In this passage, Sledge is prepa
ing to head out on a combat patrol on Peleliu.
We picked up extra rations and ammunition as we filed through the company lines exchanging parting remarks with friends. Heading into the thick scrub brush, I felt pretty lonesome, like a little boy going to spend his first night away from home. I realized that Company K had become my home. No matter how bad a situation was with the company, it was still home to me. It was not just a lettered company in a numbered battalion in a numbered regiment in a numbered division. It meant far more than that. It was home; it was "my" company, I belonged in it and nowhere else.
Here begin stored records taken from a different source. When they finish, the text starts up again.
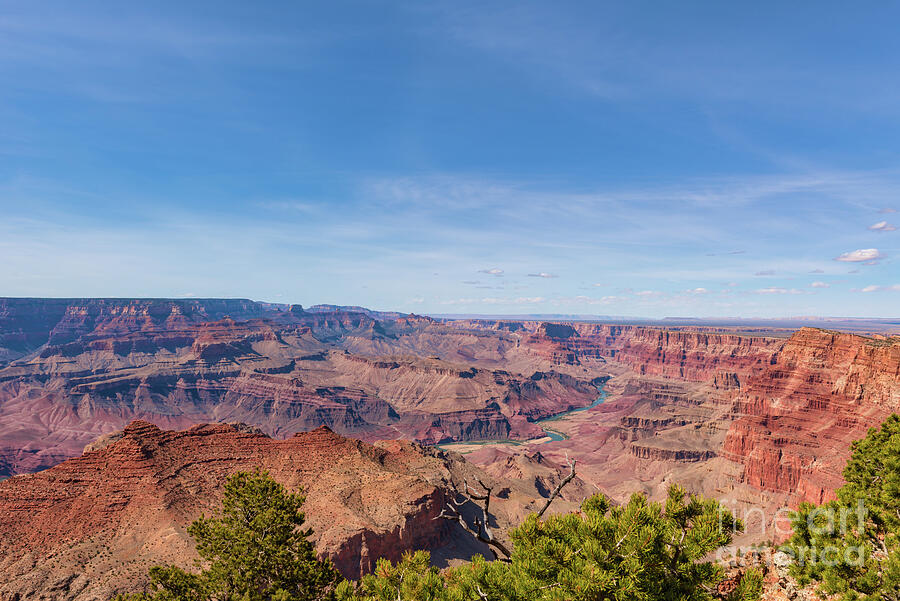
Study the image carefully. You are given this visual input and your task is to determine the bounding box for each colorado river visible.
[435,382,608,453]
[534,382,608,442]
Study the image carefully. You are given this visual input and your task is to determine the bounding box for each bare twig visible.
[435,455,575,563]
[538,453,576,517]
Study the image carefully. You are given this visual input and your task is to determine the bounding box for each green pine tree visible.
[783,414,900,601]
[120,471,340,601]
[338,486,762,601]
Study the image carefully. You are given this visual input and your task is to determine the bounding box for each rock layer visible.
[0,421,584,600]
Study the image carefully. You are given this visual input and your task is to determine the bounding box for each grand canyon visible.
[0,298,900,600]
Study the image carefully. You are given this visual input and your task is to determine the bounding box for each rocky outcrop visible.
[0,299,594,477]
[723,328,900,502]
[0,422,568,600]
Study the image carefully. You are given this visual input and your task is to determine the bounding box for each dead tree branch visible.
[434,455,575,562]
[538,453,576,518]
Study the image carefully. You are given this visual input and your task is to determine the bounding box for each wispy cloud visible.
[834,248,884,263]
[754,286,803,294]
[869,221,897,232]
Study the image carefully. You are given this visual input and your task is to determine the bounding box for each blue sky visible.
[0,1,900,317]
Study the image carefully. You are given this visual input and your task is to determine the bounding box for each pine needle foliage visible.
[112,471,340,601]
[338,486,762,601]
[783,414,900,601]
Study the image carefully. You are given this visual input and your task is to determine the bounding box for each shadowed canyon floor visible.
[0,299,900,598]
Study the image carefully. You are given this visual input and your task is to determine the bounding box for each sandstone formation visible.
[0,299,900,556]
[0,421,585,601]
[0,299,595,477]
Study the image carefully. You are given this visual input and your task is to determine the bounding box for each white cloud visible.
[869,221,897,232]
[754,286,802,294]
[481,296,547,305]
[834,248,884,263]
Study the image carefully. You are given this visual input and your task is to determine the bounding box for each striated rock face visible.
[723,328,900,502]
[0,421,583,600]
[458,321,900,540]
[0,299,595,477]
Most Marines I knew felt the same way about "their" companies in whatever battalion, regiment, or Marine division they happened to be. This was the result of, or maybe a cause for, our strong esprit de corps. The Marine Corps wisely acknowledged this unit attachment. Men who recovered from wounds and returned to duty nearly always came home to their old company. This was not misplaced sentimentality but a strong contributor to high morale. A man felt that he belonged to his unit and had a niche among buddies whom he knew and with whom he shared a mutual respect welded in combat. This sense of family was particularly important in the infantry, where survival and combat efficiency often hinged on how well men could depend on one another.